Century 21 a fait état ce matin de ses dernières statistiques sur le marché immobilier ancien, à Paris et dans toute la France. Selon le réseau d’agences immobilières sous franchise, « la correction des prix, entamée depuis le second semestre 2011, produit enfin ses premiers effets sur les volumes de ventes ». Le niveau de transactions dans l’immobilier ancien semble en effet, selon le réseau se stabiliser après le fort recul observé en 2012, semble désormais s’être stabilisé, avec une baisse d’’activité au 1er trimestre 2013 en retrait de seulement 0,4% par rapport au 1er trimestre 2012.
Les prix, eux continuent leur décrue, mais avec une certaine retenue. Le prix moyen au m² a en effet baissé de 0,6% au 1er trimestre 2013, à 2562 €, contre un repli, plus marqué de 1,9% en 2012. En revanche, l’exception parisienne a vécu : le réseau indique ainsi que les prix ont commencé à baisser dans la capitale.
Paris en forte baisse
Pour Laurent Vimont, le président de Century 21, « la très large majorité des acquisitions (70,7%) est réalisée au titre de l’achat d’une résidence principale, mais la part des transactions destinée à l’investissement locatif chute de -10,9% quand celle dédiée à la résidence secondaire recule de -4%».

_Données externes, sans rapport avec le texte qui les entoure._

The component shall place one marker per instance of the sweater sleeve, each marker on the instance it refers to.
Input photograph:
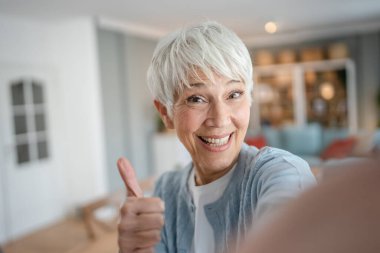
(282, 176)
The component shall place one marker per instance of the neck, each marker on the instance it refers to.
(203, 176)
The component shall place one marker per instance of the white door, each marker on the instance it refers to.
(31, 182)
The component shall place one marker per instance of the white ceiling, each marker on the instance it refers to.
(297, 19)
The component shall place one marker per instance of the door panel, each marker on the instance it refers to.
(32, 187)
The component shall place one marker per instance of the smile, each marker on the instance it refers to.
(215, 142)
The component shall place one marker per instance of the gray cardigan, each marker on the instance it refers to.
(263, 180)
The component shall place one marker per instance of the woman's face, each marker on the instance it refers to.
(211, 120)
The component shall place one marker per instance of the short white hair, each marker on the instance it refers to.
(207, 47)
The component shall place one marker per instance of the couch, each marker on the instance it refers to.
(316, 144)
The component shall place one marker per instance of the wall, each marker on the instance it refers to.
(127, 103)
(75, 51)
(112, 66)
(139, 103)
(68, 47)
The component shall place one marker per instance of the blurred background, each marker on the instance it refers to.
(73, 98)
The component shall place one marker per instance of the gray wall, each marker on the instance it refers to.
(127, 104)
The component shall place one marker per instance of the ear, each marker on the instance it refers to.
(164, 114)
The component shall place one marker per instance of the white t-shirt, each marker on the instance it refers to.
(204, 241)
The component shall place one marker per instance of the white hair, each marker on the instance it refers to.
(208, 47)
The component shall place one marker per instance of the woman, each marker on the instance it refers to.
(201, 80)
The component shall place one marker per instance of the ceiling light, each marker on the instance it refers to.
(327, 90)
(271, 27)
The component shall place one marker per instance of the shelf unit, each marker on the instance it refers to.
(285, 91)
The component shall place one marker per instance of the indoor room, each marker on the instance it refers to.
(74, 99)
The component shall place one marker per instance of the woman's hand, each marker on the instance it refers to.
(141, 218)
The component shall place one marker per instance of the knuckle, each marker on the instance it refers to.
(157, 236)
(126, 209)
(161, 221)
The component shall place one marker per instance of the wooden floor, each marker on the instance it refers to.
(68, 236)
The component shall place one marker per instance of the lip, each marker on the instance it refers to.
(218, 148)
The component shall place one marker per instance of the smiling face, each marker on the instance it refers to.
(211, 119)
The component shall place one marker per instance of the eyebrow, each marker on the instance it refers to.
(198, 85)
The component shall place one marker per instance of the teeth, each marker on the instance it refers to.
(216, 142)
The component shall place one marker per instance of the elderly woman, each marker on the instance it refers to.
(201, 80)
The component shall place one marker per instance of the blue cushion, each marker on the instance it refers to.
(331, 134)
(303, 140)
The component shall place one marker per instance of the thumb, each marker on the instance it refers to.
(128, 175)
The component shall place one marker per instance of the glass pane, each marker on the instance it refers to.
(20, 124)
(42, 149)
(40, 122)
(22, 153)
(17, 90)
(326, 98)
(275, 97)
(37, 93)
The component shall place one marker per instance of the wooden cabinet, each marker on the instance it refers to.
(306, 92)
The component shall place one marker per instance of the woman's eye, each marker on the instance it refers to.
(235, 94)
(195, 100)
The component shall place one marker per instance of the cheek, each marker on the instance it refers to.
(188, 121)
(242, 115)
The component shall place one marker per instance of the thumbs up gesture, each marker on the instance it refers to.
(141, 218)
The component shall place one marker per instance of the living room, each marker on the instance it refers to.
(316, 72)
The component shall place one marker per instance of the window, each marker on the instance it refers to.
(29, 120)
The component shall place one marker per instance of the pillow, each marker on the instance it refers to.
(364, 144)
(305, 140)
(257, 141)
(339, 148)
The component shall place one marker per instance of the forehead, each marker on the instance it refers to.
(199, 78)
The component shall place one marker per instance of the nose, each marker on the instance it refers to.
(218, 115)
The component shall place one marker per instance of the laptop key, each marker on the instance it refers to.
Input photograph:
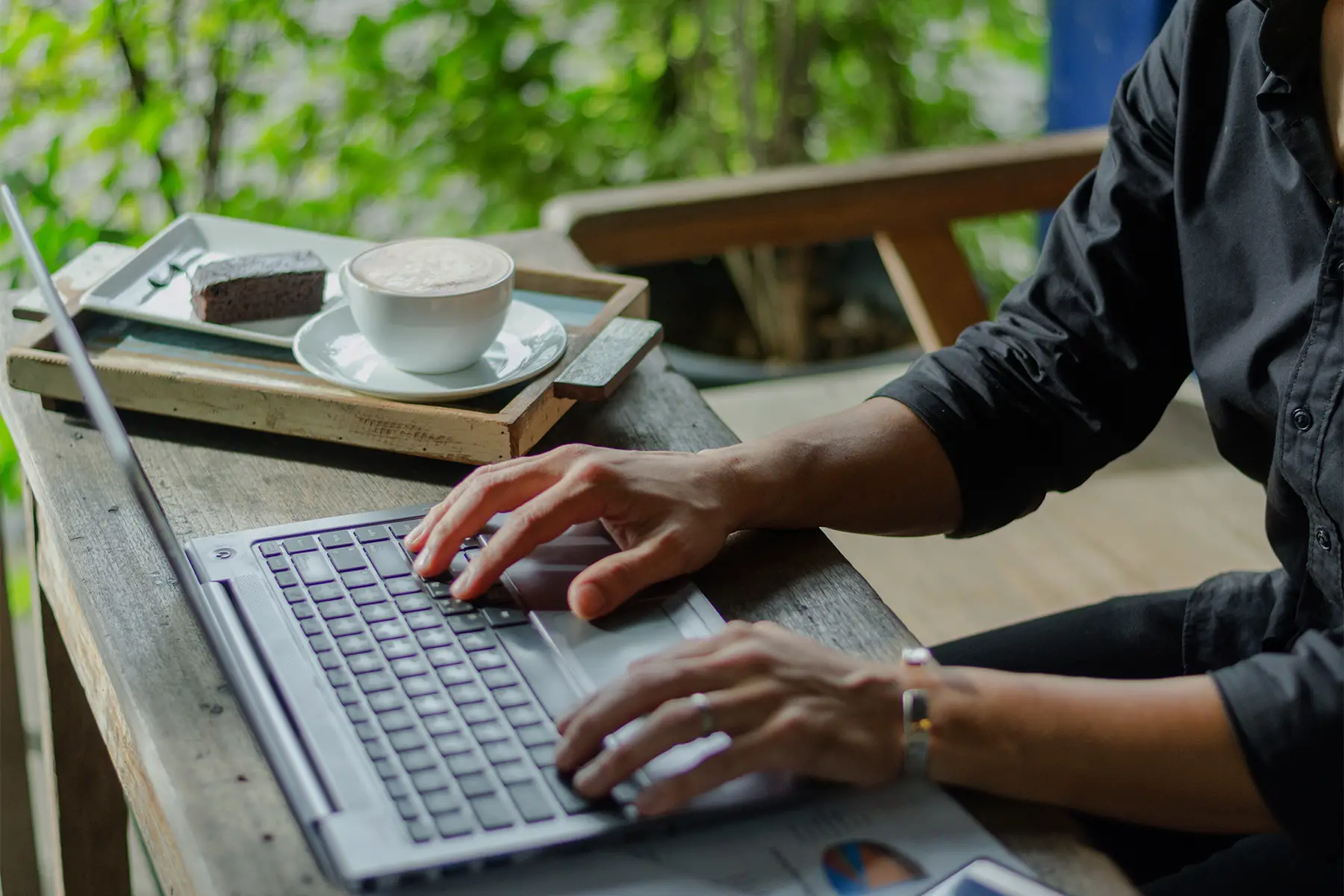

Les taux bas ont permis à certains acquéreurs de revenir sur le marché, notamment les cadres moyens, note le réseau. « Leur proportion parmi les acquéreurs a augmenté de 10,2% sur douze mois et ils représentent désormais 24,9% des acheteurs, 2ème catégorie la plus importante après celle des employés / ouvriers ». Ces derniers totalisant 40,4% des transactions hexagonales.
La baisse des prix a été assez forte à Paris. Le prix moyen du m2 a ainsi reculé de 3,4% au 1er trimestre 2013, à 8106 €. Un constat identique à celui dressé par les notaires, qui voient le prix du m2 parisien revenir d’ici peu sur les 8000 euros. La baisse des prix a ainsi permis au marché de se stabiliser : le nombre de transactions enregistre même une légère hausse (+1,1%), et elle a donné l’opportunité aux acquéreurs parisiens d’acquérir un logement plus spacieux (50,5 m² contre 46,7 m² il y a un an). Ce qui se traduit par le fait que le montant moyen d’une transaction à Paris atteint un record, à 404 673 €.
Disparités selon les régions
Dans les autres régions, on note des disparités très fortes. Si Rhône-Alpes enregistre une certaine stabilité (-0.1%), on observe une baisse des prix dans onze régions françaises au 1er trimestre 2013 Les prix baissent ainsi en Alsace (-3,3%), en Auvergne (-5,1%), en Basse-Normandie (-4,9%), en Bretagne (-2,9%), dans le Centre (-1,1%), Champagne-Ardenne (-5,2%), la Franche-Comté (-3,9%), la Haute-Normandie (-12,8%), le Languedoc-Roussillon (-4,9%), les Pays-de-la-Loire (-5,1%) et Rhône-Alpes (-0,1%).
Néanmoins, on observe des hausse dans neuf régions: l’Aquitaine (+1,3%), la Bourgogne (+5,6%), le Limousin (+4,3%), la Lorraine (+5,4%), Midi-Pyrénées (+7,6%), le Nord et la Picardie (+0,6%), Poitou-Charentes (+4,3%) et la PACA (+6,2%).
« Ce sont les taux d’intérêt au plus bas et les baisses de prix déjà constatées dans toutes les régions de France qui permettent une stabilisation de l’activité. Mais le triptyque « Taxation, Réquisition, Encadrement » inquiète les investisseurs, qui se sont en partie détournés du marché immobilier. Cela ne sera pas sans conséquence sur la santé à moyen terme du marché locatif », selon Laurent Vimont.

C’est comme pour la météo, Lyon a toujours quelques jours de retard sur Paris. Attendons nous donc à la baisse des prix Lyonnais sous peu. C’est d’ailleurs souhaitable car les ventes se font de plus en plus rares.
c’est vraiment étonnant ça ! y a plus qu’à faire une compilation des « spécialistes » qui clamaient « à Paris ça ne baissera JAMAIS ».
Les investisseurs renforcent la demande et font monter les prix :par conséquent, pour moi qu’ils foutent le camp, c’est une bonne nouvelle, un toit est fait pour se loger et non pour spéculer.